Whether or not every sponsor is ready for that level of data integration, the larger point holds. We often design protocols assuming rational, fully informed actors. Real people make decisions through filters of fear, stigma, finances, community norms, and prior healthcare experiences. If we don’t design for that reality, we shouldn’t be surprised when recruitment stalls.

From Conversation To Commitment

Walking out of both sessions, I couldn’t help thinking about another conversation I had at SCOPE — the one I wrote about in my summary of the Ken Getz sessions. Different speakers. Different slides. Different framing. But the same underlying friction.

At SCOPE, we are surrounded by smart people who understand the enrollment crisis, the trust deficit, the protocol complexity problem, and the site burden. We can articulate the issues clearly. We can point to data. We can even showcase early wins. And yet, the recurring theme across sessions is not ignorance. It’s implementation.

What struck me in these two panels wasn’t that the problems were new, it was that the language felt more operational. There was less talk about why inclusion matters and more talk about governance checkpoints, workflow integration, ownership models, behavioral data layers, and measurable cycle-time impact. In other words, less aspiration and (hopefully) more infrastructure.
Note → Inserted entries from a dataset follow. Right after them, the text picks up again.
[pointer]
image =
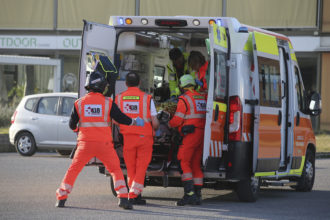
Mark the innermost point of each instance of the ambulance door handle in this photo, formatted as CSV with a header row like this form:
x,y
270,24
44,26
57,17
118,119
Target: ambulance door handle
x,y
216,113
279,122
284,89
298,119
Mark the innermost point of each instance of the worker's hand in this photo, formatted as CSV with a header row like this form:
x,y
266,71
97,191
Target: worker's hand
x,y
139,121
198,82
163,116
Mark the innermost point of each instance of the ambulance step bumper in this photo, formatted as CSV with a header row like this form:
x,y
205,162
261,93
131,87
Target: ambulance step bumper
x,y
278,183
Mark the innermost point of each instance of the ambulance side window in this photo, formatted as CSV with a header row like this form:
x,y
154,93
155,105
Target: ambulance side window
x,y
299,90
269,82
220,76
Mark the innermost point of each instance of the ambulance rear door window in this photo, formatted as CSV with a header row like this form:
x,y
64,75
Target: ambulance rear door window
x,y
269,82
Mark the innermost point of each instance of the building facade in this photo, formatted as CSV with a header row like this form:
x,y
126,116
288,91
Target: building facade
x,y
40,40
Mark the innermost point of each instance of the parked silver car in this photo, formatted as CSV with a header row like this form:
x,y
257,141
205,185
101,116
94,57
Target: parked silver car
x,y
41,121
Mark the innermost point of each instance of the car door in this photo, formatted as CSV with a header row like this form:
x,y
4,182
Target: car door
x,y
216,101
269,111
45,121
66,137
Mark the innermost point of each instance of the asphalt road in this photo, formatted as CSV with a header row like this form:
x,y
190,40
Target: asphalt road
x,y
28,184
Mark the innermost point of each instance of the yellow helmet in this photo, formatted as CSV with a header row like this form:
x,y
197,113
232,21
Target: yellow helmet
x,y
187,80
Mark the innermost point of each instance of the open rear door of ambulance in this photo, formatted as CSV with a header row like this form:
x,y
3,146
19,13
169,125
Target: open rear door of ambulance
x,y
216,101
97,39
268,113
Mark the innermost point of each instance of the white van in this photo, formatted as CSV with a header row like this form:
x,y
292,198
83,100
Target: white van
x,y
258,129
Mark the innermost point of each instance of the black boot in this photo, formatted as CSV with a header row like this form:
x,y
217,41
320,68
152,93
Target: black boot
x,y
60,203
189,194
138,200
198,191
124,203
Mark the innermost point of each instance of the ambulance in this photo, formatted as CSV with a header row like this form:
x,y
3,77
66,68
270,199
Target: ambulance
x,y
258,128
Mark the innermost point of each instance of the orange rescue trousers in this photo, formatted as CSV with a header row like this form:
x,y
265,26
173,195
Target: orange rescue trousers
x,y
190,156
137,156
86,150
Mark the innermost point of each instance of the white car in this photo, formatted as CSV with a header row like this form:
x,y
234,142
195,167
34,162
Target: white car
x,y
41,121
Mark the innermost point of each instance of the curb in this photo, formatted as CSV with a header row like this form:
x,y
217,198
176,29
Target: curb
x,y
320,155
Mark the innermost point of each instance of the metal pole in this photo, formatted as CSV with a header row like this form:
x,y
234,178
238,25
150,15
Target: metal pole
x,y
137,7
224,8
55,14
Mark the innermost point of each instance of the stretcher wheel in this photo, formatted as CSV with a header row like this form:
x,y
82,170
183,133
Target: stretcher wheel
x,y
112,186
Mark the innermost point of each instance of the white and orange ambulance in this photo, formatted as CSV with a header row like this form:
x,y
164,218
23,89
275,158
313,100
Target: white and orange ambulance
x,y
258,130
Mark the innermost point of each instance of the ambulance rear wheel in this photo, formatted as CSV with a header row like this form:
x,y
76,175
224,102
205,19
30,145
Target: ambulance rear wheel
x,y
248,190
306,181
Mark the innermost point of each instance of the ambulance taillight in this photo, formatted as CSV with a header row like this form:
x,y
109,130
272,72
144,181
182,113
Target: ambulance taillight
x,y
235,118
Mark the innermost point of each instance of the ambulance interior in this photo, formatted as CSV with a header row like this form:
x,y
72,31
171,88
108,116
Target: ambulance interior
x,y
147,53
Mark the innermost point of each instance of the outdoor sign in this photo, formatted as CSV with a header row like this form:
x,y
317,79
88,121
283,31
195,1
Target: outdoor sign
x,y
40,42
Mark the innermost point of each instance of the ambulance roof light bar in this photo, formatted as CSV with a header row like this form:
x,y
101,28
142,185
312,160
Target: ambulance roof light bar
x,y
173,22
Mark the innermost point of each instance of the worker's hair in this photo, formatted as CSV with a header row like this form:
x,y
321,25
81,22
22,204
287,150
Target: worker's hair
x,y
175,53
132,79
196,57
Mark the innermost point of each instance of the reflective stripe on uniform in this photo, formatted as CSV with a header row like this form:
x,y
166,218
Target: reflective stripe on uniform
x,y
119,183
192,110
64,190
94,124
136,188
66,187
79,108
198,181
186,176
120,187
179,114
106,109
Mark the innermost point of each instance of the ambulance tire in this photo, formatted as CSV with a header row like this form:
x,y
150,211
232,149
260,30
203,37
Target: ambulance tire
x,y
306,181
248,190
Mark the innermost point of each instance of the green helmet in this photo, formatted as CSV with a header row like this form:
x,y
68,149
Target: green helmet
x,y
187,80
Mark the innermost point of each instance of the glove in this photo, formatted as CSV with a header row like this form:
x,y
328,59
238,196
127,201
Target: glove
x,y
139,121
164,116
198,82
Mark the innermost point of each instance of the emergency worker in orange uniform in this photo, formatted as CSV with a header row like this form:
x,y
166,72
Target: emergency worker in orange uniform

I’m not naïve enough to think that means we’ve turned a corner as an industry. But, I do believe it does mean that the pressure is mounting to prove that we can translate insight into execution. Trust me, you and I both will be happy when we can go to SCOPE and hear more stories about real-world solutions that “move the needle” rather than rehashed discourses on the shortcomings of our status quo.